Want ja, ik heb er zin in! Ook al is de eerste module
waarmee ik start (hopelijk) niet de meest opwindende van de hele studie. De
opdracht is om binnen een week of zes een kleinschalig psychologisch onderzoek in
mijn werkomgeving uit te voeren dat aan een aantal onderzoekstechnische
voorwaarden dient te voldoen. Als vingeroefening mag ik beginnen met een nóg
kleinschaliger onderzoek over een actueel onderwerp dat mij fascineert.

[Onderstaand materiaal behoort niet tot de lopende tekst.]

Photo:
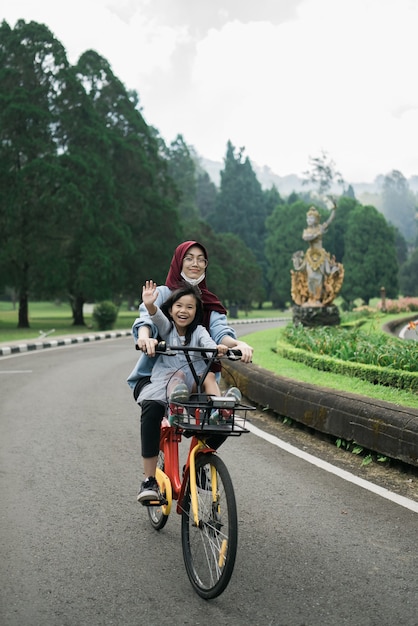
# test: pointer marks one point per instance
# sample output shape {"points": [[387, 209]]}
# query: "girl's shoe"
{"points": [[235, 393]]}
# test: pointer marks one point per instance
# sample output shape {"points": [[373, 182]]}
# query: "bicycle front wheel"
{"points": [[210, 547]]}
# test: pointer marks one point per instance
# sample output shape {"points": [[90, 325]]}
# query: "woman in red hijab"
{"points": [[188, 264]]}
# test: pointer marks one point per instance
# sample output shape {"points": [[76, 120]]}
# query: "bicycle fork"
{"points": [[193, 484]]}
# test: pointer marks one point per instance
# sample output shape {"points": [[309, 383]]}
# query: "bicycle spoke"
{"points": [[209, 549]]}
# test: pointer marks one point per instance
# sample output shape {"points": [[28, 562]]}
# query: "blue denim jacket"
{"points": [[218, 328]]}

Ik zou natuurlijk kunnen onderzoeken welke aanslag een
dergelijke studie nu precies heeft betekend voor bijvoorbeeld het sociaal en
liefdesleven van (oud-)studenten in een vergelijkbare positie. Maar waar vind
ik die zo snel? Bovendien weet ik niet zeker of ik het concrete antwoord op een
dergelijke centrale vraag in deze fase van mijn studie ook werkelijk wil weten. In dit geval ga ik liever voor de
proefondervindelijke route.
Want ik heb er zin in en wil dat graag zo houden.
Derhalve probeer ik het nuttige liever met het aangename te combineren. Carnaval
staat voor de deur: een jaarlijks terugkerende dierbare liefhebberij. In de
aanloop naar dit volksfeest bericht de provinciale pers over de tanende
belangstelling van jongeren voor de traditionele viering ervan. Voor De Jeugd
Van Tegenwoordig is het gedurende het hele jaar carnaval, met elke week wel een
dance-event of pleinfeest binnen handbereik. De Raad van Elf, de Prins, de
pauwenveren: het kan ze gestolen worden.
Historici voorspellen daarom het einde van de huidige feestelijke
traditie. Hebben ze gelijk? Is het tijd nog te keren? En hoe dan?
Ik wil het graag weten van de jonge feestvierders zelf.
De komende carnavalsdagen zal ik me daarom intensief bezighouden met wetenschappelijk
veldonderzoek om te komen tot een overwogen antwoord op deze onderzoeksvragen.